There are huge chunks of the Internet that can’t be found with your standard web browser. Criminals, anarchists, and trolls use encryption-enabled browsers to conduct their business anonymously in these dark corners of the net. In this fascinating Fresh Air interview, author Jamie Bartlett talks about his experiences in the dark net.
Many people believe that privacy is a thing of the past. It’s true that our networked world makes it harder to keep secrets. But there are many things you can do to protect your privacy online. This Huffington Post article clearly outlines some quick fixes you can make in a few minutes.
War and technology have been intertwined throughout human history. Today’s digital technology is creating a whole new form of war that’s all but invisible to most of us. In his book @War, Shane Harris describes the war that’s waged on the Internet and describes the relationship between government and the tech industry that makes that war possible. In this NPR Fresh Air program he’s interviewed by Terry Gross.
Edward Snowden made a decision that changed the world.
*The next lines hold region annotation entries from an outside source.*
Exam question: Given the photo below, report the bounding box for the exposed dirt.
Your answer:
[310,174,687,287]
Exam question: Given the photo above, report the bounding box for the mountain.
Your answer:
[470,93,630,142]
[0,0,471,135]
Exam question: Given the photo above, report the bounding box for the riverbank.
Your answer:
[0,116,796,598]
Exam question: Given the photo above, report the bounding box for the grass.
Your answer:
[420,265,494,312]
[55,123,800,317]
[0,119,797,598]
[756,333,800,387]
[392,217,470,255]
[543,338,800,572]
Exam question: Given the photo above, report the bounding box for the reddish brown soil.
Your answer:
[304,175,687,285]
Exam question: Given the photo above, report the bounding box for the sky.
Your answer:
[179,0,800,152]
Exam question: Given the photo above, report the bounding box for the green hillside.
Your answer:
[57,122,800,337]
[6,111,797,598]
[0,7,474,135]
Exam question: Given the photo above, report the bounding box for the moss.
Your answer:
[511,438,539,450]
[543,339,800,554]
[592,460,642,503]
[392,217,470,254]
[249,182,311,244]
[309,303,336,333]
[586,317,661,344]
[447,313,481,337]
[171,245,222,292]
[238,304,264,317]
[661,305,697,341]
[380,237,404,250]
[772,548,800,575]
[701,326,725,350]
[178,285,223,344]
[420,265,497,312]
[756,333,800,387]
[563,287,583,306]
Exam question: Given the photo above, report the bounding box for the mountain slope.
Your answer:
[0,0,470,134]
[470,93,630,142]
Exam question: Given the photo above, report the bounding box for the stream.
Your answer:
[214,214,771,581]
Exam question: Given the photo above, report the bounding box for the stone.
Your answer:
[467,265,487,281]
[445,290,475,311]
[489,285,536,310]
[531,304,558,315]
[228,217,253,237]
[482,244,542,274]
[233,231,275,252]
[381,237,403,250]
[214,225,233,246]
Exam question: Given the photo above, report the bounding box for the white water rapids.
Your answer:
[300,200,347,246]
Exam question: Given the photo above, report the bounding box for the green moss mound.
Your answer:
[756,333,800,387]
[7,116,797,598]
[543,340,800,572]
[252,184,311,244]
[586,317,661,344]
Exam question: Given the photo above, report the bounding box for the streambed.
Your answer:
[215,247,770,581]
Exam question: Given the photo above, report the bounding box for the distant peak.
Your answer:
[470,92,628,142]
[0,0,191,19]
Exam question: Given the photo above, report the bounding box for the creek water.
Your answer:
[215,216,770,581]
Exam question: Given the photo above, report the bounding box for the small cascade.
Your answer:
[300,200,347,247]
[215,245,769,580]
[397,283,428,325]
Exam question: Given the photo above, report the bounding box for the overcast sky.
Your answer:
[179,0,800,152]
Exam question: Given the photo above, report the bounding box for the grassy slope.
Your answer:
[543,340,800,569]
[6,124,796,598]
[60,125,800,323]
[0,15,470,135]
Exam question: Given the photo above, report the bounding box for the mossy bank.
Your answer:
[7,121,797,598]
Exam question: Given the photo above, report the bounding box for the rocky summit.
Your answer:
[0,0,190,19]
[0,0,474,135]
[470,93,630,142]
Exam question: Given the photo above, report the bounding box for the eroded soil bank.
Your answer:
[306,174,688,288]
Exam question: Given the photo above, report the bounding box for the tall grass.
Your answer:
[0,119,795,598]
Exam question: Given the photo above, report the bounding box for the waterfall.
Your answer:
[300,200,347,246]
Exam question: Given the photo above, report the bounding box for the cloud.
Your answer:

By leaking top secret government documents to the press, he revealed that US surveillance of private and public citizins goes far beyond what most of us had previously imagined. Because of those leaks, people all around the world are asking important questions about the balance between privacy and security in a free society. In a chilling statement to the BBC, Snowden claimed that he’d accomplished his mission by raising those questions. What do you think?
The robot drone is rapidly changing the face of war—and peace. In this gripping TED talk Daniel Suarez describes the very real—and very scary—threats robotic weapons pose to civilized society. He makes a compelling case for an international treaty on robotic arms control and a global ban on killer robots.
Patents have been part of American life since the country was born—they were written into the constitution to legally protect and encourage innovation, creativity, and productivity. But today, patents are used by shadowy companies that make nothing more than profits—and the threat of lawsuits from these companies is enough to keep people from creating high-tech products, companies, and jobs. This episode of This American Life shines a bright light on the broken intellectual property legal system by telling the stories of people whose lives have been profoundly impacted by that system.
In his state of the union message President Obama explained that he was issuing executive orders to deal with cyber threats to government and business. He also encouraged congress to enact legislation. But as this NPR story explains, the problem may require a more aggressive approach that’s complicated by the fact that our information infrastructure is mostly owned by private businesses.
The information explosion raises important questions about the free flow of information versus the threat to personal privacy. These two TED Talks present cases for more open information in government and medicine. Heather Brooke uses technology and old-fashioned hard work to expose government corruption; John Wilbanks argues that more medical information sharing is good for all of us. Whether you agree or not, you’ll likely find their stories interesting and thought provoking.